The primary use case for Dioptra is the running, tracking, and organizing of machine learning security experiments using the open-source technologies and architectures found in real-world AI applications. The Testbed supports this by providing the following capabilities.

  1. A containerized micro-services architecture for running and tracking experiments that is straightforward to deploy on a wide range of computational environments

  2. A modular workflow system with swappable units of work to enable low effort hypothesis testing and the rapid iteration of experiments

These capabilities rely on four types of components:

Testbed REST API

The Testbed REST API is the heart of the micro-services architecture and is used to register experiments, submit jobs, log experimental results and artifacts, and access the model registry.

Task Plugins System

The task plugins are the low-level building blocks of an experiment that can be installed and updated in the Testbed with zero downtime.

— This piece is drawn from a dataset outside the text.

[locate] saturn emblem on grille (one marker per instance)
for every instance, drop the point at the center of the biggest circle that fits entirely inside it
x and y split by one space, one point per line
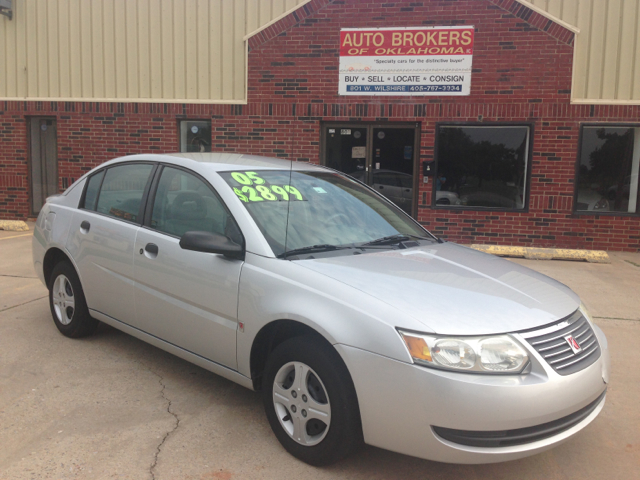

Software Development Kit (SDK)

The software development kit is a developer-focused Python library for extending the Testbed’s functionality via its plugin system.

Docker Images

The Docker images are the concrete implementations of the individual components of the micro-services architecture.

Fundamental Units of an Experiment#

The following diagram illustrates the fundamental units of a Testbed experiment and their nesting hierarchy.

The diagram showing the nesting of the fundamental building blocks of an experiment. There is a large block labeled "experiment," nested within it are smaller blocks labeled "entry point", and nested within those are several, even smaller blocks labeled "task". The tasks flow from one to the next via a sequence of arrows. The entry points also flow from one to the next via a sequence of arrows.

Entry points are composed of tasks and an experiment is a collection of related entry point runs.#

In essence, a testbed experiment is a sequence of entry points composed of tasks. An entry point is a construct provided via the MLFlow library that consists of an executable script or binary with declared parameters. The tasks within an entry point are calls to Python functions in a plugin registry, with the task execution order managed by the Prefect library. The entry point executables are themselves run by a Testbed worker, which is a managed process within a Docker container that has been provisioned with all the necessary environment dependencies to support the job.

Job Submission#


The above diagram illustrates the three steps of the Testbed job submission process,

  1. Create an entry point by writing an executable script and preparing a configuration file that declares the script’s variable parameters

  2. Package the entry point files into a tarball or zip archive

  3. Submit the job by uploading the entry point archive and your parameter choices to the Testbed API

After submission, a job’s status can be monitored by querying the Testbed API or by accessing the MLFlow dashboard 1 using a web browser. The Testbed API and MLFlow dashboard can also be used to review a job’s results and download its artifacts for local inspection.


The MLFlow dashboard is a web app provided by the MLFlow Tracking service. Whether or not it can be accessed depends on the details of your deployment.